When Medicaid Estate Recovery planning was being done it was early this millennium as it was signed into Bush era Deficit Reduction Act of 2005. This was totally during the go go years of the housing boom. Everybody could get huge mortgages even with low income. Crappy old houses were little gold mines to sell or reverse mortgage upon. Then the housing crash & tightening of lending. And maws old house with decades of delayed maintenance, filled with old people’s stuff, can’t sell for even its tax assessor value as it’s not renovated with granite countertops and rainfall shower heads which buyers expect. Add in if maw goes onto Medicaid and wants to keep her home, then spending any $ on the home other than insurance, taxes or required maintenance is not in moms heirs best interest. I really think that as more & more families really realize what Medicaid’s Estate Recovery can mean, and if what the OP, Sonja8084, has had happened to her with Recovery pressuring her to repair, renovate & spend on a property that she does not own, that family/ heirs will flat just walk away from the property and let the state /Medicaid/MERP/tax assessor figure out what to do. If house goes blighted, gets vagrants, stripped of its architectural details, it’s not your property not your problem. 

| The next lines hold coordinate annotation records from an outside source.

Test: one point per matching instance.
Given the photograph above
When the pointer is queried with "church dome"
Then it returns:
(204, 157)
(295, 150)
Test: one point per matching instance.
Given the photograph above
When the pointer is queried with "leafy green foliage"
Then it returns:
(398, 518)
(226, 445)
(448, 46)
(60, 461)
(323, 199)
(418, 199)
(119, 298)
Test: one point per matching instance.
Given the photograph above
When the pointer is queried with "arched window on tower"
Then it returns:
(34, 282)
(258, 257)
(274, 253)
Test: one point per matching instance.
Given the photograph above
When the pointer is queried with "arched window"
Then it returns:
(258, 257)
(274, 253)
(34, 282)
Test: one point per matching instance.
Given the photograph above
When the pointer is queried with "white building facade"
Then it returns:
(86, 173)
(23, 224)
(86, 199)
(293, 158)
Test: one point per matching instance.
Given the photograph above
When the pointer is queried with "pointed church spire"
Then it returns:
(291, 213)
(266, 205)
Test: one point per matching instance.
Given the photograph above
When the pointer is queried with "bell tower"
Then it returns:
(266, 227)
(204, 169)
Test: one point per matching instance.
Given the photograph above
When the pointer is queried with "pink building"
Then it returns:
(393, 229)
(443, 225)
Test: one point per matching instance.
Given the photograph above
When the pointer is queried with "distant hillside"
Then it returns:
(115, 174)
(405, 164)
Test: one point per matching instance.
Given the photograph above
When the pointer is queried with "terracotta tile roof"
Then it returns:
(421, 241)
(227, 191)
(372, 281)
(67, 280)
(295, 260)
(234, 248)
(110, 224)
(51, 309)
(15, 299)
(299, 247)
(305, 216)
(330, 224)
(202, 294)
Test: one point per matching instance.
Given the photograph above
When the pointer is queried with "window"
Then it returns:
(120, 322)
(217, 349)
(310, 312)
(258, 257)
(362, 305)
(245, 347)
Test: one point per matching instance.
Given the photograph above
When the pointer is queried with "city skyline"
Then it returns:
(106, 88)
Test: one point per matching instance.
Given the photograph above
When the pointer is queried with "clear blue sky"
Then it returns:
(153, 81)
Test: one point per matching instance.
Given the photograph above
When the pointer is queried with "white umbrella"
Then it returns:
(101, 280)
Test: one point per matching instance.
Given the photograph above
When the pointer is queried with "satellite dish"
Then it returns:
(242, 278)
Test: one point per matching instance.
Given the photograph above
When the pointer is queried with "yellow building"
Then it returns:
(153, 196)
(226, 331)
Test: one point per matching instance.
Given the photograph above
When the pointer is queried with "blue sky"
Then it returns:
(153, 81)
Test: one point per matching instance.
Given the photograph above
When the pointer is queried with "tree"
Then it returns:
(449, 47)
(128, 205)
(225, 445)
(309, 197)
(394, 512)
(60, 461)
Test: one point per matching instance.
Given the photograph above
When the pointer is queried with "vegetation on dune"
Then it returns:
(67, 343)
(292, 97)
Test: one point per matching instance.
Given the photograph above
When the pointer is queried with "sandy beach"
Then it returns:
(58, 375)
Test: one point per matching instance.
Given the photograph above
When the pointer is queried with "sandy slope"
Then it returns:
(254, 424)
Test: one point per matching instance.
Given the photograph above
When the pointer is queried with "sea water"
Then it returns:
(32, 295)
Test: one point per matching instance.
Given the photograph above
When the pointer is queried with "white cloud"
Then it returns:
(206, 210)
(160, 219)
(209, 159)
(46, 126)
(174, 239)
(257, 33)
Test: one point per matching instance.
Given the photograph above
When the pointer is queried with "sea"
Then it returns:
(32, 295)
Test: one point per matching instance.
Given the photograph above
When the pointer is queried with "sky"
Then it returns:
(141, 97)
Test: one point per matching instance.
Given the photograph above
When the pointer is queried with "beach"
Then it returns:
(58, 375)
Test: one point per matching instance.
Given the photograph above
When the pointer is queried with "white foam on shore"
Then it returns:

Toad - going through the process of selling the house and asking court clerks for help totally makes sense IF you stand to benefit. But for those on LTC NH Medicaid, there’s likely a 6 figure Medicaid lien or claim involved. Average NH stay is 2 years & at 10k a mo NH cost that’s 240k possible Medicaid lien / claim.  If you don’t have exemptions or exclusions to MERP, or a unique reason to keep home, then imo spending time & $ on the house is of no benefit unless property is low value or over 300k to make it worthwhile to deal with.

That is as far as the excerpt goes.